A rare George I period  provincial walnut quarter repeating table timepiece of great charm and pleasing proportions.

The 7 inch square brass dial has four Indian mask foliate corner spandrels and an engraved herringbone border. The raised silvered brass chapter ring has the maker’s signature: W. Glover, Worcester between VII and V. It also features Fleur-de-Lys half hour marks and diamond half quarter marks.

The centre of the brass dial is finely matted and there is an inset date aperture below XII. It has finely pierced steel hands.

The square dial figured walnut case is beautifully patinated and stands on four original bracket feet. It has a shallow inverted bell top surmounted by an original finely knopped brass carrying handle. The herring-bone borders on the dial are repeated in the inlays on the front door.

The single fusee movement has a knife edge verge escapement and repeats the quarters on two bells and hammers on the pull of a cord from below the case.
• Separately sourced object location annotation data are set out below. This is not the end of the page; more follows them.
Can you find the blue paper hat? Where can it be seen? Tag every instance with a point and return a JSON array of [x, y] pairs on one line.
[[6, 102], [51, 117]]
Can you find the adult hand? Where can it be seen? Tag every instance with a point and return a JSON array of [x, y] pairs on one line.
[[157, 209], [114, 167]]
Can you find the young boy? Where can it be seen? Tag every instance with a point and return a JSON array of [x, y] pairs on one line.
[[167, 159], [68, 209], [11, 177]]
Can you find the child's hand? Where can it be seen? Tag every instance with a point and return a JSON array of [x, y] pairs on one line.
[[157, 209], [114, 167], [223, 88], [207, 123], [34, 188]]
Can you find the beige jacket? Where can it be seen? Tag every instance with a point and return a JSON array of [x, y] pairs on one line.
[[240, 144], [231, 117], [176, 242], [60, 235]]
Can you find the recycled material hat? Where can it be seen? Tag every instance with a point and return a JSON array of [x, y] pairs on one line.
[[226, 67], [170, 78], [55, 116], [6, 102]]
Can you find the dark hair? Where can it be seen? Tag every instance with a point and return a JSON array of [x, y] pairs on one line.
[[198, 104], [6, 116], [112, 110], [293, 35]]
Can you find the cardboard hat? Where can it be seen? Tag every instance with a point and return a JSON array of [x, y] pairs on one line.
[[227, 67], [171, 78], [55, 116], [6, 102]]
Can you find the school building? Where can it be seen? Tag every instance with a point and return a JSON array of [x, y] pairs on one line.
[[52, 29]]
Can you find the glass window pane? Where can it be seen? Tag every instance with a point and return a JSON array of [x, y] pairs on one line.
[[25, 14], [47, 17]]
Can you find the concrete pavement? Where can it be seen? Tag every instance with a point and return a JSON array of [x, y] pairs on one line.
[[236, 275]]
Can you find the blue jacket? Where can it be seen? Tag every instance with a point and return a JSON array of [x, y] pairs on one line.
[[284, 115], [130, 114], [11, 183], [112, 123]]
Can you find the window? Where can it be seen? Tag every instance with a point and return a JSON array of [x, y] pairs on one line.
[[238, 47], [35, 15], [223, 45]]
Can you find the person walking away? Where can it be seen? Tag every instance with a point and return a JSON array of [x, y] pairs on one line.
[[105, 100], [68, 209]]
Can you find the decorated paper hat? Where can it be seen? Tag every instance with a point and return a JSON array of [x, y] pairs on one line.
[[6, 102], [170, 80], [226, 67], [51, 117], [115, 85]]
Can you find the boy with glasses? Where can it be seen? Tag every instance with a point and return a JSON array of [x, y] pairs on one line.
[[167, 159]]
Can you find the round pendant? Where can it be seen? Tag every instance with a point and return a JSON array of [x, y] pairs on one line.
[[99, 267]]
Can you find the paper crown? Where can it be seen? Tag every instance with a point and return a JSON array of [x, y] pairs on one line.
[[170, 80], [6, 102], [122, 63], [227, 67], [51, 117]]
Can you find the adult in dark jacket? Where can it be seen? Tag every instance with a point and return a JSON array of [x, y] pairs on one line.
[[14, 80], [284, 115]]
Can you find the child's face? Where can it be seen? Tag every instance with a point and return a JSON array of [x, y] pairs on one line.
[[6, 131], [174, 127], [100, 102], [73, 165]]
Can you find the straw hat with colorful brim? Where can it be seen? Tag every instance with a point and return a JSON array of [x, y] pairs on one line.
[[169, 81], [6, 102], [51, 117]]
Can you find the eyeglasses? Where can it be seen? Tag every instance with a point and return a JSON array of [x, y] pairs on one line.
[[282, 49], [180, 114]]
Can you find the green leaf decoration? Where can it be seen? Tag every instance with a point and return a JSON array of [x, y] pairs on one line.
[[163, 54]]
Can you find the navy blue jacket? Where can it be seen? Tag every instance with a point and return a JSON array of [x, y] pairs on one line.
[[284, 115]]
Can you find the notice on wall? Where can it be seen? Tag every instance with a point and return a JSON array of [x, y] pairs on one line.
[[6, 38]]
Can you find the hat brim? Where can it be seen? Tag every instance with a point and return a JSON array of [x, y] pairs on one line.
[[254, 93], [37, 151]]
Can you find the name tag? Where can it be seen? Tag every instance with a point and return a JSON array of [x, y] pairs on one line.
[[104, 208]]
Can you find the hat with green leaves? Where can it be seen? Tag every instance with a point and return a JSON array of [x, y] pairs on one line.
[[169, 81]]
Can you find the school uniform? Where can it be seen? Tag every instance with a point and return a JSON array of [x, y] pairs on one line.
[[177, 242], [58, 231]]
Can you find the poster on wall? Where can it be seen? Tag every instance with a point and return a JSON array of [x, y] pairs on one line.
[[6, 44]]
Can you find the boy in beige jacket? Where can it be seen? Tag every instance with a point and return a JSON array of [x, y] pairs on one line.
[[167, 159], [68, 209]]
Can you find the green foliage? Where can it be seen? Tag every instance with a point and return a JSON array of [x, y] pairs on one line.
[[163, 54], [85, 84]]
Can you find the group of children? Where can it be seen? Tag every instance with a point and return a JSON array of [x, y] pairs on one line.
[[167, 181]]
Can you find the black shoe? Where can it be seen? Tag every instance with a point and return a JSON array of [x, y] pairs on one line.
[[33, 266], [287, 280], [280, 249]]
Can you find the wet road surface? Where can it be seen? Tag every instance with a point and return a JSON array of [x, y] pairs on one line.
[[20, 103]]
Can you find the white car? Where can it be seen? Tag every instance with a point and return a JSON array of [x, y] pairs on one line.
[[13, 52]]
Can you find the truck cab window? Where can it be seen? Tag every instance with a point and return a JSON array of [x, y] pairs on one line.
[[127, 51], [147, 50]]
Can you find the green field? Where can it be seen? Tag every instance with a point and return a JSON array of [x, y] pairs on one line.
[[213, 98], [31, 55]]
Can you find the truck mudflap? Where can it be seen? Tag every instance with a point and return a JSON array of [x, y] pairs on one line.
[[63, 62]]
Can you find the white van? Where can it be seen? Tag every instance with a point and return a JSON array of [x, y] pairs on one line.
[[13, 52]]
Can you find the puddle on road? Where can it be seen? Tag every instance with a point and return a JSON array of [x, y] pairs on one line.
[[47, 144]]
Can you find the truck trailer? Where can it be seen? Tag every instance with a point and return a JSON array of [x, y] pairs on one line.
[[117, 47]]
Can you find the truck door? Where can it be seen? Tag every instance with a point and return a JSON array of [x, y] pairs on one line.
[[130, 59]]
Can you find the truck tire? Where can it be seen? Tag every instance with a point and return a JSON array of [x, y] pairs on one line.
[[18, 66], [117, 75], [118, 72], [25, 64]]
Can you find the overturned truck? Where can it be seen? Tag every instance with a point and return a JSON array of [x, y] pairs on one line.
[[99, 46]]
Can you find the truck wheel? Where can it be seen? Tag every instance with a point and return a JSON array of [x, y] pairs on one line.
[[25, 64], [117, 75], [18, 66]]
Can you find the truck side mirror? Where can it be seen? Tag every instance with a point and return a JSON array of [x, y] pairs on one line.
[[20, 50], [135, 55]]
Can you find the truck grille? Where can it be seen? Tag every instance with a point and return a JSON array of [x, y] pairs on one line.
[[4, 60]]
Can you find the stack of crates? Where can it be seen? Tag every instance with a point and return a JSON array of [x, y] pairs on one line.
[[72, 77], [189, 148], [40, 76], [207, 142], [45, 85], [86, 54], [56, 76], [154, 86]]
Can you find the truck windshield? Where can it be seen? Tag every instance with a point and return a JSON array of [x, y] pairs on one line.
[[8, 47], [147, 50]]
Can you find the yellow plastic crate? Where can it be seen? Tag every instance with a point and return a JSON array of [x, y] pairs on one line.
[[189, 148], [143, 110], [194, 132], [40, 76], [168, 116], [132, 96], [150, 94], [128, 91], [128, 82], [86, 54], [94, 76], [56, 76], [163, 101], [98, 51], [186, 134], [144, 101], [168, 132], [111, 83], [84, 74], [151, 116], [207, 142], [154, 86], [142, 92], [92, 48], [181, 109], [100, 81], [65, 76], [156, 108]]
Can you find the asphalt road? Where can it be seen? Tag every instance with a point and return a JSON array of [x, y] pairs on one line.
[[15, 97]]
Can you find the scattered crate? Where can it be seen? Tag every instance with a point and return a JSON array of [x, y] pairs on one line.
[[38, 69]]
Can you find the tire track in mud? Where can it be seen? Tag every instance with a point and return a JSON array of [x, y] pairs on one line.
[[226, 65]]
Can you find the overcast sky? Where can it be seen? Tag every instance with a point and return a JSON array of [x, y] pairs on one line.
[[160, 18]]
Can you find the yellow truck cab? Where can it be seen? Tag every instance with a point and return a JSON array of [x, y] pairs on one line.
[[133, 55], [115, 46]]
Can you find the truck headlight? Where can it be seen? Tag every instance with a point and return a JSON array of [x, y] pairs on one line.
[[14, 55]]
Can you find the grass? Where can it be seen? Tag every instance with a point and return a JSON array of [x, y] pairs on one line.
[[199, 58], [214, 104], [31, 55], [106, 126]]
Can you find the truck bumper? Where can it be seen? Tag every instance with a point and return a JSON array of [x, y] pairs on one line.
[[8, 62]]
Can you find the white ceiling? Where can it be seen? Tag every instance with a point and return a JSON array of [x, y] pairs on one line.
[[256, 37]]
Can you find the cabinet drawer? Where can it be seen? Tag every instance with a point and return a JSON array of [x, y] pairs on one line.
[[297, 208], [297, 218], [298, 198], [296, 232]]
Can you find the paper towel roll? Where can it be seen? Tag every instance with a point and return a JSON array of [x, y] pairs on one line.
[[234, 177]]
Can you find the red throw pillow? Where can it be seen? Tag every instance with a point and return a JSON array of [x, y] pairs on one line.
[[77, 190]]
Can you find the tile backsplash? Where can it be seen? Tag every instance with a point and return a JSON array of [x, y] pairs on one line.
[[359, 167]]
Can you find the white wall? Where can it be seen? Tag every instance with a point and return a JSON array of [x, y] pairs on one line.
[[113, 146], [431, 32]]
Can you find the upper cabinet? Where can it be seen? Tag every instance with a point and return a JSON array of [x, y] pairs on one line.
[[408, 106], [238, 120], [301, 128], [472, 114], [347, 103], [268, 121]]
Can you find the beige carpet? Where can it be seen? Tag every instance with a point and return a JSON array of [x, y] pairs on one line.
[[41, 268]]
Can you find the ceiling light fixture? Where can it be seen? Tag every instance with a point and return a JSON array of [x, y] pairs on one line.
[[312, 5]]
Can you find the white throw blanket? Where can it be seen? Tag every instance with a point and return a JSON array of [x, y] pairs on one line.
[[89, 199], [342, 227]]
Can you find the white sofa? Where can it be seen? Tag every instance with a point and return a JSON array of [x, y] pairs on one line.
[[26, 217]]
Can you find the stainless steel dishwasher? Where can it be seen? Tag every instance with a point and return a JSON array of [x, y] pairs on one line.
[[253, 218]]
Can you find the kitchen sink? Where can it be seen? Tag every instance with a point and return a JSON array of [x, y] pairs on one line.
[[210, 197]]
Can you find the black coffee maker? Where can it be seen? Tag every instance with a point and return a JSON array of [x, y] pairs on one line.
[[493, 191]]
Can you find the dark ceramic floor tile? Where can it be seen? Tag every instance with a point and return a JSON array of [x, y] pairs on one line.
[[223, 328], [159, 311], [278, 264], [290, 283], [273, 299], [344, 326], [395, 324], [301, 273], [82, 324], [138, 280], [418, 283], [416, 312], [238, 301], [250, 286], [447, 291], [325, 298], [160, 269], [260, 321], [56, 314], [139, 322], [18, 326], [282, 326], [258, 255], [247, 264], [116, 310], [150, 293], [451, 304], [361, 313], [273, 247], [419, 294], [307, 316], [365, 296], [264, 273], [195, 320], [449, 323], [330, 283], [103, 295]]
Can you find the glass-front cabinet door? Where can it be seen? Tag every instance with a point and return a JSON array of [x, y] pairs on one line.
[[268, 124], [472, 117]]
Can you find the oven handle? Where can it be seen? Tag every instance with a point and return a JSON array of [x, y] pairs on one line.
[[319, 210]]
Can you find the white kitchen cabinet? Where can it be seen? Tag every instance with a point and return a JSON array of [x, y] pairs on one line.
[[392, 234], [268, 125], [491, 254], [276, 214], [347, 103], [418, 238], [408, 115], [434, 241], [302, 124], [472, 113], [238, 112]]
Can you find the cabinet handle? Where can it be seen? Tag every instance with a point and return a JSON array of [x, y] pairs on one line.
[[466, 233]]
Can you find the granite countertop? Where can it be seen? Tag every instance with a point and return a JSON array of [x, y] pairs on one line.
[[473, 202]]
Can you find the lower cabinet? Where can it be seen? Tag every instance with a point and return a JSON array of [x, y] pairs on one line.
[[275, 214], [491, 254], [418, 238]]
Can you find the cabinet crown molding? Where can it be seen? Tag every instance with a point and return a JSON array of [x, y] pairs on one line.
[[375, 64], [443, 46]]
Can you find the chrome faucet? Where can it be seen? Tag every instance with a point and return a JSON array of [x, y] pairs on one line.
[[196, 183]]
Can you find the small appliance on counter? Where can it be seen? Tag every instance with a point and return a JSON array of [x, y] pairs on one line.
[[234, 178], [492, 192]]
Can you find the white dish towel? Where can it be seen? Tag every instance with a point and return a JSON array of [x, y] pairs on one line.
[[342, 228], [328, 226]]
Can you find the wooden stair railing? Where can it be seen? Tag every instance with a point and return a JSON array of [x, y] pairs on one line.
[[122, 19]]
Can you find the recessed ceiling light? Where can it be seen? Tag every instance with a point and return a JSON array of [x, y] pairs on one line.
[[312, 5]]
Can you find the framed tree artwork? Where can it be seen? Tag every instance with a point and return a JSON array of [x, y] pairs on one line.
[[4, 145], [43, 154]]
This small table clock is very interesting in that it has a number of features similar to those made by Gabriel Smith and his son Joseph Smith of Bottomley. These include the inverted belltop case design with  moulded bracket feet, the s brass knopped carrying handle, the  square dial with herringbone borders, the inset date aperture below XII, the ringed winding hole and the design of the chapter rings with their Fleur-de-Lys half hour markers. The substantial spring driven plated timepiece movement with knife edge verge escapement and pull quarter repeat work on two bells has finned pillars which screw through the plates. This idiosyncrasy is also repeated on some of Gabriel and Joseph Smith’s table clocks movements.

Date: circa 1725

Height: 13 ½ in (34.25 cm) excluding handle

Width: 9 ½ in (24 cm)

Depth: 6 ¼ in (16 cm)

*William Glover is listed on page 306 of Brian Loomes’ Watchmakers and Clockmakers of the World, Complete 20th Century Edition. He started his working life in Warwick  and he moved to Worcester circa 1725. He was succeeded by his nephew of the same name in 1758.

Small early square dial walnut table clocks are rare and early provincial examples even more so. This is only the fourth provincial one from the English Midlands we have had in over 30 years.